The motor on any belt driven saw can be changed, if you can match the base and shaft size it is relatively simple.
Many of the less expensive motors are rated as compressor duty, they will not last long on a saw where they will be running for long periods at a time.


----------



## Bob Vaughan (Oct 29, 2008)

If you're using a household wall socket, no motor over 15 amps should used and even 15 amps is pushing it. If you can use a 240 volt single phase outlet, then a 10 amp motor at 240 volts will work well.

Motor horsepower ratings get generous these days, particularly with Asian import motors. I've seen 13 amp motors "listed" as 1-1/2 HP motors, so be careful. 13 amp motors used to be rated at 1 HP. Naturally, motor speed will have to be 1750 rpm.

For sure, a big wide blade takes more HP to get it turning than a 1/4" wide blade.


----------



## Toolman50 (Mar 22, 2015)

Bob Vaughan said:


> If you're using a household wall socket, no motor over 15 amps should used and even 15 amps is pushing it. If you can use a 240 volt single phase outlet, then a 10 amp motor at 240 volts will work well.
> 
> Motor horsepower ratings get generous these days, particularly with Asian import motors. I've seen 13 amp motors "listed" as 1-1/2 HP motors, so be careful. 13 amp motors used to be rated at 1 HP. Naturally, motor speed will have to be 1750 rpm.
> 
> For sure, a big wide blade takes more HP to get it turning than a 1/4" wide blade.


Very good explanation for motor choice above. 
There is no 6 1/2 horsepower that runs on 110, yet you see it posted on the shop vacs. True horsepower is much less than now advertised on most electrical tools. 
I don't know how they get away with it.


----------



## hwebb99 (Nov 27, 2012)

Make sure your upgrade motor pulls enough amperage for the rated hp. Even a compressor duty motor should be fine. My poor air compressor runs far harder than my bandsaw, but my compressor doesn't have a compressor duty motor. It has a continuous duty 5 HP Baldor. I would upgrade the whole saw. After spending a few hundred dollars on a motor the value of your saw did not increase. I wouldn't be surprised if the resale value decreased. Most people don't want a Frankensaw. Even with the upgraded motor the performance of your saw is still pretty limited.


----------



## Bob Vaughan (Oct 29, 2008)

Compressor duty motors (S2 - S10) are often designed to run for 10 minutes and rest for 30. They heat up close to the burn out point then cool down for another heating cycle. Usually there are built in thermal overload protectors that keep the burn out from occurring. Even a motor of moderate quality will have its rating stamped on the label. Continuous Duty is abbreviated: Cont.. 
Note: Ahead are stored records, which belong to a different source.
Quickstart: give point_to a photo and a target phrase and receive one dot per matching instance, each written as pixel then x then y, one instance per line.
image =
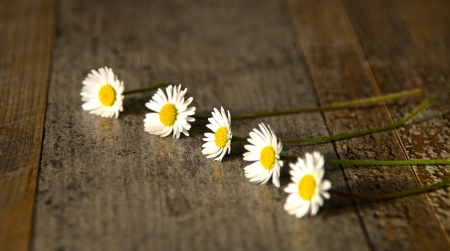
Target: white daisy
pixel 219 142
pixel 102 93
pixel 308 188
pixel 171 113
pixel 265 150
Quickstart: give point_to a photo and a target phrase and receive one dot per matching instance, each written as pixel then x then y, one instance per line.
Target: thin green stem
pixel 420 190
pixel 235 138
pixel 359 133
pixel 388 162
pixel 330 107
pixel 150 88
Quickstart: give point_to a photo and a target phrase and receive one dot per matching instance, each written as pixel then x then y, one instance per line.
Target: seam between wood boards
pixel 351 33
pixel 309 72
pixel 52 33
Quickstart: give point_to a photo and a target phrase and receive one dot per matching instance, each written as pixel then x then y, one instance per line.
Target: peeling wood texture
pixel 105 184
pixel 26 33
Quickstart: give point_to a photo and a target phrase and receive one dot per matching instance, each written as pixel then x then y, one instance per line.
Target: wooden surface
pixel 26 35
pixel 105 184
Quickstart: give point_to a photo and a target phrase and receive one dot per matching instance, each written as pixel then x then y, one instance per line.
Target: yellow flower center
pixel 168 114
pixel 268 157
pixel 221 137
pixel 307 187
pixel 107 95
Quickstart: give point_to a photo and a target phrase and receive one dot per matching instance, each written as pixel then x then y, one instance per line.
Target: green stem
pixel 330 107
pixel 359 133
pixel 388 162
pixel 153 87
pixel 420 190
pixel 235 138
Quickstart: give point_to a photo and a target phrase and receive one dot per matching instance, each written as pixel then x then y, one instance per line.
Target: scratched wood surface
pixel 105 184
pixel 26 33
pixel 340 70
pixel 409 49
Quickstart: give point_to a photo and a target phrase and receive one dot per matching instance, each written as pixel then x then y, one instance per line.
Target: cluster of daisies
pixel 102 94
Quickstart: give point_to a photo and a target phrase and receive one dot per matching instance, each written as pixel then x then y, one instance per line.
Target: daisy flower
pixel 218 143
pixel 265 151
pixel 308 186
pixel 171 113
pixel 102 93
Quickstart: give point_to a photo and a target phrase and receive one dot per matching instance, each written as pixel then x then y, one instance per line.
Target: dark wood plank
pixel 408 48
pixel 26 31
pixel 106 184
pixel 339 71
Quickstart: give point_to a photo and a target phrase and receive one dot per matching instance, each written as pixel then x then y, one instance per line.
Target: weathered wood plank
pixel 106 184
pixel 338 70
pixel 26 31
pixel 408 48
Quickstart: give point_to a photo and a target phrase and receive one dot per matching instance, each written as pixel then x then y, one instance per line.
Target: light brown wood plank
pixel 26 31
pixel 408 48
pixel 107 184
pixel 339 71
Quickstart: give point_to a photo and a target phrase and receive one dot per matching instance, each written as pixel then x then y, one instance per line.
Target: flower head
pixel 102 93
pixel 308 188
pixel 218 142
pixel 265 151
pixel 171 113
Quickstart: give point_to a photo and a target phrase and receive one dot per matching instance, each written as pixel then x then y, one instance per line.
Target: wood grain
pixel 408 48
pixel 26 31
pixel 340 71
pixel 105 184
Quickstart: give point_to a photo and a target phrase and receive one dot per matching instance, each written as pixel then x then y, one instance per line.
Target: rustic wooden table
pixel 74 181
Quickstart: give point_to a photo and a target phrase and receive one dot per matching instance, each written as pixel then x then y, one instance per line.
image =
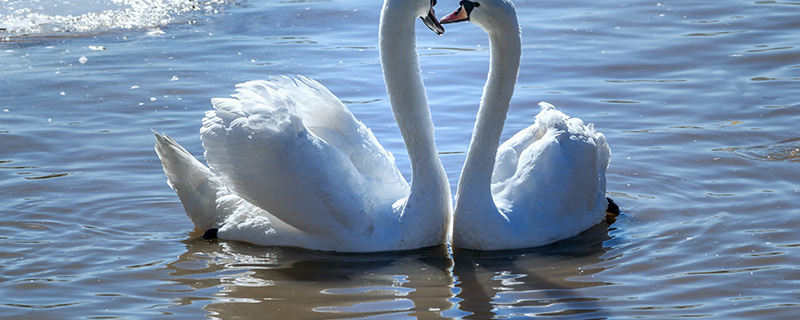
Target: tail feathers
pixel 197 188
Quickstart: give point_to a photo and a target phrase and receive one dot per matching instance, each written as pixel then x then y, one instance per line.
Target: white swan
pixel 544 184
pixel 289 165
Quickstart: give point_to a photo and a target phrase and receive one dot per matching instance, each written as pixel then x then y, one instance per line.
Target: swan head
pixel 421 8
pixel 487 14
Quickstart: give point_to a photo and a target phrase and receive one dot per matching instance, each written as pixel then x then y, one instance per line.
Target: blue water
pixel 698 101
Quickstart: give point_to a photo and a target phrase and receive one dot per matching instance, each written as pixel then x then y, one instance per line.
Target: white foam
pixel 23 17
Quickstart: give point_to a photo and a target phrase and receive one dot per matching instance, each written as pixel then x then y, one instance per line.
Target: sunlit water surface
pixel 699 101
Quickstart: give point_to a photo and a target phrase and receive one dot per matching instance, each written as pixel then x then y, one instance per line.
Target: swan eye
pixel 469 5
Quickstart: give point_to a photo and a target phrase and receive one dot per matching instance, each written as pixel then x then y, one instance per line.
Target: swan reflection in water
pixel 235 279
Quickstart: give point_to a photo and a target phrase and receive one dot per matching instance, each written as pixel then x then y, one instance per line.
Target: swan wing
pixel 288 146
pixel 553 174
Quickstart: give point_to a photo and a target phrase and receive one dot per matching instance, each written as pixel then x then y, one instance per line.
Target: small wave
pixel 47 17
pixel 785 150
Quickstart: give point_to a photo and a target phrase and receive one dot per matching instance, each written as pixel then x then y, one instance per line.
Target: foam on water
pixel 26 17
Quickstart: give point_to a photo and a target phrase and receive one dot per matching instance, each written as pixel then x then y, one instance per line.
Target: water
pixel 698 101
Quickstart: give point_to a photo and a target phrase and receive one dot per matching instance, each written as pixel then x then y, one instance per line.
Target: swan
pixel 289 164
pixel 547 182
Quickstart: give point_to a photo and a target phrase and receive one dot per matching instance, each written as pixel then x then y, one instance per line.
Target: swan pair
pixel 289 164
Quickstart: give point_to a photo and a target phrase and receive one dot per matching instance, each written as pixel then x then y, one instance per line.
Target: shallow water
pixel 698 101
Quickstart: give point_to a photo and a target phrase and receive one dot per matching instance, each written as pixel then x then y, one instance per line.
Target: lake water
pixel 699 100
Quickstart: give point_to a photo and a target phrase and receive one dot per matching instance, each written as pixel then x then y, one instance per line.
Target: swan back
pixel 261 145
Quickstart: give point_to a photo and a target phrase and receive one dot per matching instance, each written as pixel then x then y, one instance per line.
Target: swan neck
pixel 406 91
pixel 476 176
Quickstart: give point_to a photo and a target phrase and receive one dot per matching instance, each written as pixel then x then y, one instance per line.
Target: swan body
pixel 544 184
pixel 289 164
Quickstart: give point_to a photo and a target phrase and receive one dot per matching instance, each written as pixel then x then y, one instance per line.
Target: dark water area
pixel 698 101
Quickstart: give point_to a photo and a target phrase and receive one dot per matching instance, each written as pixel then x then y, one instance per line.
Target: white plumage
pixel 544 184
pixel 289 164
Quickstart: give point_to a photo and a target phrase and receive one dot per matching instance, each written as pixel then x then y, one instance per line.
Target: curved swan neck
pixel 476 176
pixel 404 85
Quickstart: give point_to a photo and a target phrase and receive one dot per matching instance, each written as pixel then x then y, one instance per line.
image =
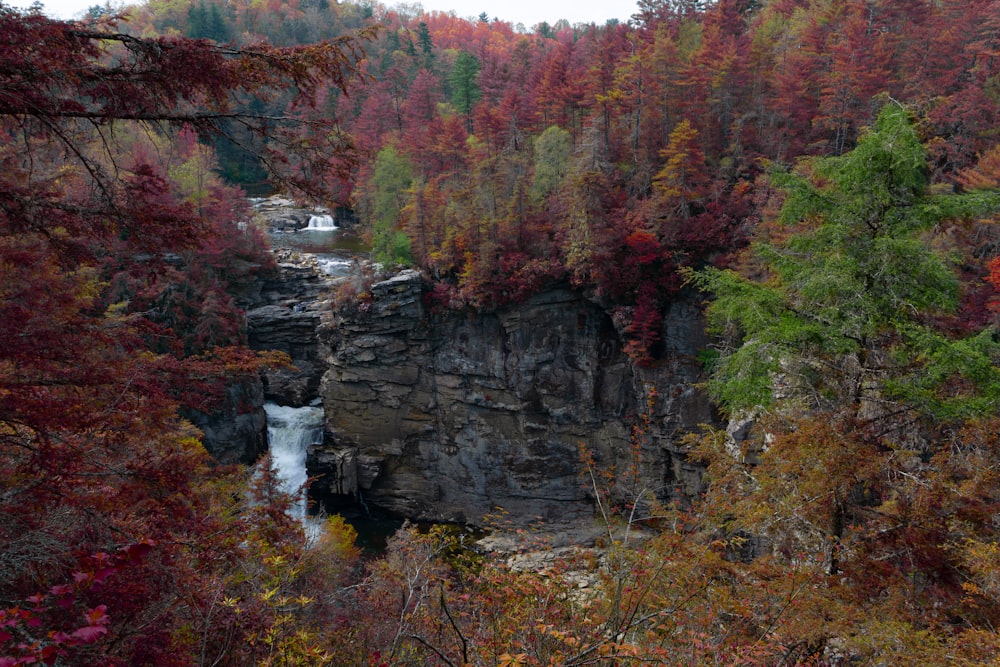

For recreational (intermittant use) woodworking, a short duty cycle motor will provide satisfactory service for most, but not all, of the time.

Usually compressor duty motors are going to be 3450 rpm motors and are often substituted for 3-phase motors on table saws. These motors are usually open types and are susceptible to dust and dirt problems when used on a woodworking machine as has been noted. During periods of continuous use, the motor will shut down for a cooling off period, an acceptable cost for using a low-cost motor substitute.


----------



## BWSmith (Aug 24, 2010)

Bob,don't you have like the "nicest" 10" Delta BS on the planet?

Maybe mistaken?But think I've seen it(in person).....how 'bout a pic?


----------



## Bob Vaughan (Oct 29, 2008)

hwebb99 said:


> After spending a few hundred dollars on a motor the value of your saw did not increase. I wouldn't be surprised if the resale value decreased. Most people don't want a Frankensaw. Even with the upgraded motor the performance of your saw is still pretty limited.


I got the impression that sawing performance from a Delta 14' band saw rather than resale was the focus of this thread. Not everyone has the shop space or electrical feed to support a larger saw.




Above is a 14" saw "as found". This one had a factory 1/3 HP motor and a factory switch.


The owner had installed a 3/4" wide "resaw" blade with plastic 'cool blocks'. I suspect that's why he was trying to get rid of it for $175.00. The electrical cord didn't help. The sawing performance of this saw had to be abysmal.

I turned this mess into a "Frankensaw" at no small expense. No, I'll never get my time and materials out of it, but for the duration that I'll have it in my shop to use, the effort was well worth it to me.





And, saying that all bandsaws use a 1750 rpm motor isn't technically correct. Below is a 14" band saw that uses a face mount 3450 motor. Note the special bottom casting configuration to accommodate this motor.

This saw's lower shaft had worn totally out due to the cheap materials.


----------



## TimPa (Jan 27, 2010)

re-sawing maple is one hard task for any bandsaw. the blade condition is critical, obviously the sharper the better.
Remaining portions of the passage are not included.